Just now, OpenAI released o3 and o4-mini, which have explosively improved multimodal reasoning capabilities!!!

OpenAI's latest breakthrough! The o3 and o4-mini models have achieved explosive improvements in multimodal reasoning capabilities.
Core content:
1. The breakthrough progress of the o3 and o4-mini models in the field of visual reasoning
2. Practical application examples of the model: reading notebook text, solving maze problems
3. Performance benchmarks: o3 and o4-mini surpass previous models in multiple visual tasks
https://openai.com/index/thinking-with-images/ Output the content of this webpage as a WeChat public account tweet with both text and pictures.

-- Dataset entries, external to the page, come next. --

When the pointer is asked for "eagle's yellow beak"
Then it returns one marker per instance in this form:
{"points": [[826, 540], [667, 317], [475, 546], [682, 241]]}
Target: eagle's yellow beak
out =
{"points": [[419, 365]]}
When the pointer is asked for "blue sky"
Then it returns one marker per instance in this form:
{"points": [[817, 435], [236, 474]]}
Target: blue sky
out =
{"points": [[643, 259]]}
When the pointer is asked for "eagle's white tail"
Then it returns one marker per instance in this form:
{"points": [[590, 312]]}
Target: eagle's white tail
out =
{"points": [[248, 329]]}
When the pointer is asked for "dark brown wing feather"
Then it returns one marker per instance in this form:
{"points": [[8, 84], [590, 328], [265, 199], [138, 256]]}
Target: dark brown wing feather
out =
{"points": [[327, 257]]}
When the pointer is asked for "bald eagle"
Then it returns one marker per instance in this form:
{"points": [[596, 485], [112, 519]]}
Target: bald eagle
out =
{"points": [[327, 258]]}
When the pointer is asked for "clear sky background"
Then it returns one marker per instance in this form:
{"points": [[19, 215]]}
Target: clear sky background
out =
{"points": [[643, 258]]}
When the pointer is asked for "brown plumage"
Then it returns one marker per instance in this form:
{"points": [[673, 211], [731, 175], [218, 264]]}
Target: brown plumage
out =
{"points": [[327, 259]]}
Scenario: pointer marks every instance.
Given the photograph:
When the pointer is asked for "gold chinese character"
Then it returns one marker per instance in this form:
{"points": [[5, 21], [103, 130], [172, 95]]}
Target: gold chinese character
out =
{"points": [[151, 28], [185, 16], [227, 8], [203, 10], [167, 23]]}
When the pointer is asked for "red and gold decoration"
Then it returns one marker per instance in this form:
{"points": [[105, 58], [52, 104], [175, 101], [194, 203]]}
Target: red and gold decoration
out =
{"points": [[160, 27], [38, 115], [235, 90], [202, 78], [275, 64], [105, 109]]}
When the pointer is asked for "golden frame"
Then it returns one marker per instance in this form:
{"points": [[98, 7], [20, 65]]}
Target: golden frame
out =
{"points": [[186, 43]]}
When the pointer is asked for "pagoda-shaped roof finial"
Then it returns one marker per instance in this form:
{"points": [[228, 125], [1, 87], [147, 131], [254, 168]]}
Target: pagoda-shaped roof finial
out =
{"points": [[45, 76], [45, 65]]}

On April 16, 2025, OpenAI released its latest artificial intelligence models o3 and o4-mini, which have made breakthrough progress in the field of visual reasoning. According to OpenAI, these models can not only "see" images, but also "think" about images in the reasoning chain, significantly improving the ability to process visual information. They can crop, scale, rotate and perform other operations on images uploaded by users without relying on separate dedicated models. In addition, these models can be combined with tools such as web search, Python data analysis and image generation to provide a multimodal intelligent experience, bringing users unprecedented interaction methods.

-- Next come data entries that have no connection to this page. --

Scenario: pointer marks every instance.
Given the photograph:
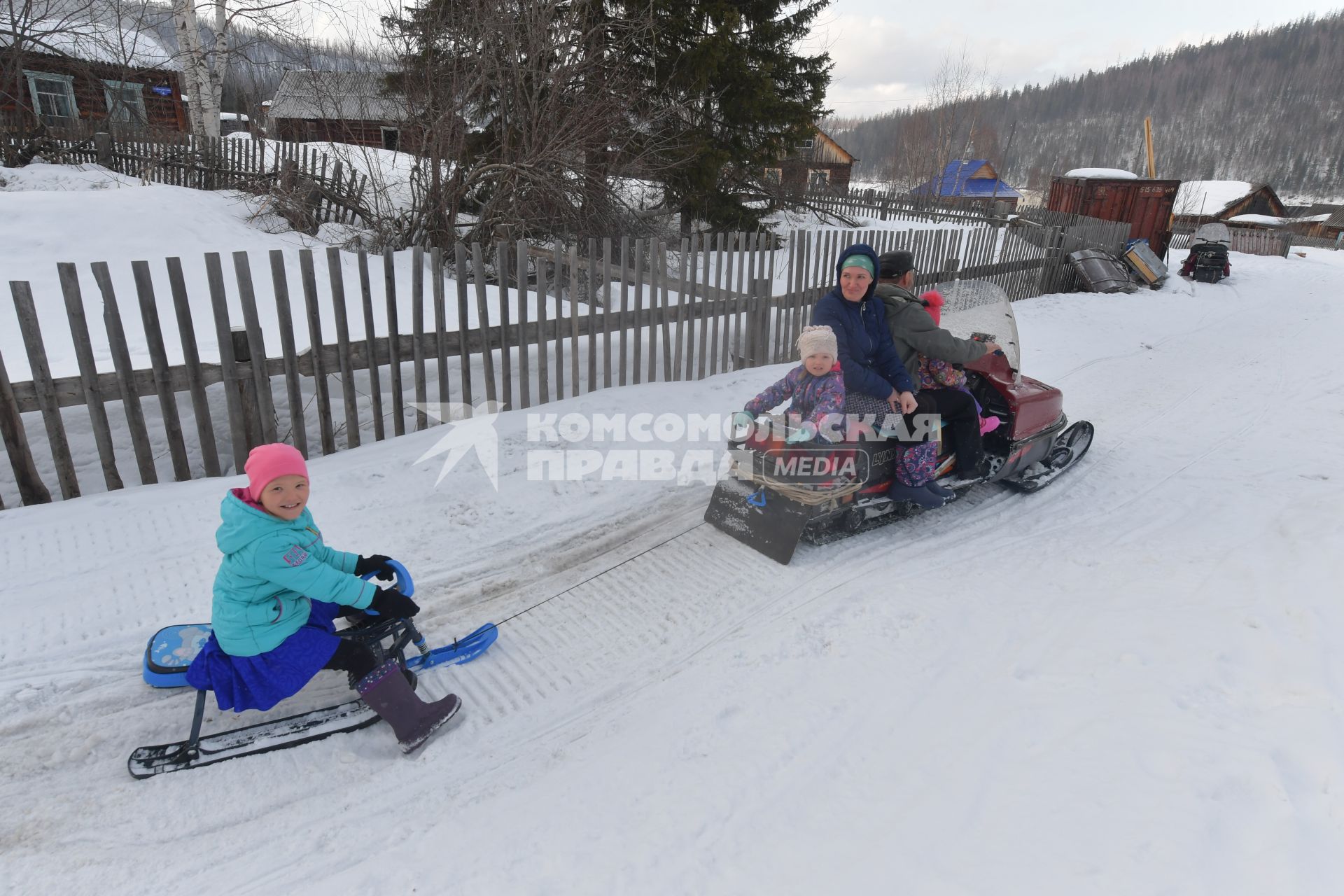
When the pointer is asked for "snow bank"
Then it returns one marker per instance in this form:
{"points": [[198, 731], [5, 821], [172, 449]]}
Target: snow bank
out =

The development of this technology may change the way we interact with AI, making it more intuitive and closer to the way humans process visual information. Below, we will introduce the practical applications, performance and future development directions of these models in detail.
Image Reasoning Practice
OpenAI demonstrated the powerful capabilities of o3 and o4-mini in visual reasoning through a series of examples. These examples not only reflect the technical strength of the model, but also demonstrate its application potential in real-world scenarios.

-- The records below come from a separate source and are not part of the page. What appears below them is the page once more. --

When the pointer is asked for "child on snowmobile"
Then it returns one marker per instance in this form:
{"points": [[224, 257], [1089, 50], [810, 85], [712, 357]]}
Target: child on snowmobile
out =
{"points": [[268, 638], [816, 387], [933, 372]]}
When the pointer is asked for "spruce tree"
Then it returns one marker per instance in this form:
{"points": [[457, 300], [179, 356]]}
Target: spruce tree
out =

Example 1: Reading Notebook Text
In one example, the model analyzed a photo of a notebook with text inverted. By rotating the image and cropping to the text area, the model successfully read the content: "February 4 - Completed Roadmap". The entire reasoning process took only 20 seconds, demonstrating the model's efficiency in processing complex visual information.
(Note: The original article contains an image showing the text in the notebook. It is recommended to visit the original article to view it.)
Example 2: Solving a maze
Another striking example is the model solving a maze problem. The user uploaded an image of a maze, and the model completed the reasoning in 1 minute and 44 seconds, not only finding the correct path, but also drawing the path with a red line and generating an image of the solved maze. This process involves image processing techniques such as thresholding and dilation operations, demonstrating the model's ability in complex visual tasks.
(Note: The original article contains images of the maze and its solution path. It is recommended to visit the original article for viewing.)
These examples show that o3 and o4-mini are able to handle a wide variety of vision tasks, from simple text recognition to complex path planning, providing users with powerful tools.
Performance Benchmarks
To evaluate the performance of o3 and o4-mini, OpenAI compared them with previous models GPT-4o and o1 in multiple visual task benchmarks. The tests were all conducted under high "inference effort" settings to ensure that the results reflect the maximum potential of the model. Here are the detailed performance data:
Key Observations
- Significant improvement
: o3 and o4-mini surpass GPT-4o and o1 in all tests, especially in MathVista and V* benchmarks. - V* Benchmark Breakthrough
:o3 achieves 96.3% accuracy on the V* benchmark, almost completely solving this visual search task and marking a major advance in visual reasoning technology. - No browsing reasoning
: These models achieve performance improvements through image thinking without relying on external browsing, demonstrating the strength of their intrinsic reasoning capabilities.
These results demonstrate that O3 and O4-mini set new industry benchmarks in visual reasoning tasks, providing more powerful tools for academic research and practical applications.
Limitations and future directions
Although o3 and o4-mini have achieved impressive results, they still have some limitations and need further improvement:
Future plans
OpenAI said they are working to optimize these models to address the above issues. Specific plans include:
- Simplify the reasoning process
: Reduce redundant operations and make the reasoning chain more concise and efficient. - Improve accuracy
: Improve perception, reduce errors, and ensure more reliable output. - Enhanced reliability
: Optimize the model architecture to ensure consistent results over multiple inferences. - Multimodal research
: Continue to explore multimodal reasoning technology to further enhance the comprehensive capabilities of the model in vision, text and other data types.
These improvements will enable o3 and o4-mini to play a role in a wider range of application scenarios in the future, such as education, scientific research, and creative design.
in conclusion
OpenAI's o3 and o4-mini models have opened a new chapter in artificial intelligence through image thinking. They can not only handle complex visual tasks, but also be combined with a variety of tools to provide users with a multimodal intelligent experience. Despite some limitations, OpenAI's continued research and optimization plans show that future models will be more efficient and reliable.